How to Convert JPG to AVIF: The Ultimate Next-Generation Format Guide (2025)

9 min
How to Convert JPG to AVIF: The Ultimate Next-Generation Format Guide (2025)

AVIF is the image format redefining compression standards on the web. While WebP offered significant improvements over JPEG more than a decade ago, AVIF takes that evolution to the next level with size reductions exceeding 50% while maintaining the same visual quality. But it's not just compression: AVIF supports high dynamic range (HDR), wide color gamut (WCG), and progressive decoding, features that position it as the definitive format for the next decade.

In this guide we'll technically dissect what makes AVIF different, how JPG to AVIF conversion works, and why companies like Netflix, YouTube and Facebook are already implementing it in production.
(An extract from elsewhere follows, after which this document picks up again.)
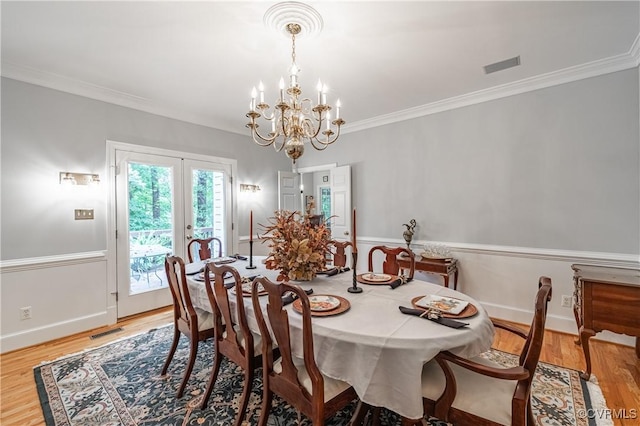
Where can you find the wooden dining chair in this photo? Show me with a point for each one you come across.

We won't stay on the surface: we'll dive into the AV1 codec, quantization parameters, and performance optimizations that make its use viable at massive scale.

AVIF Is Not Just Another Format: It's the Evolution of the AV1 Codec

AVIF (AV1 Image File Format) wasn't born in an image lab. It was born from the video world. The Alliance for Open Media (AOMedia) developed the AV1 codec for video streaming, specifically designed to compete with H.265/HEVC but without licensing constraints. AV1 achieved 30% superior compression efficiency to H.265, and someone at AOMedia had the brilliant idea of applying that same algorithm to static images.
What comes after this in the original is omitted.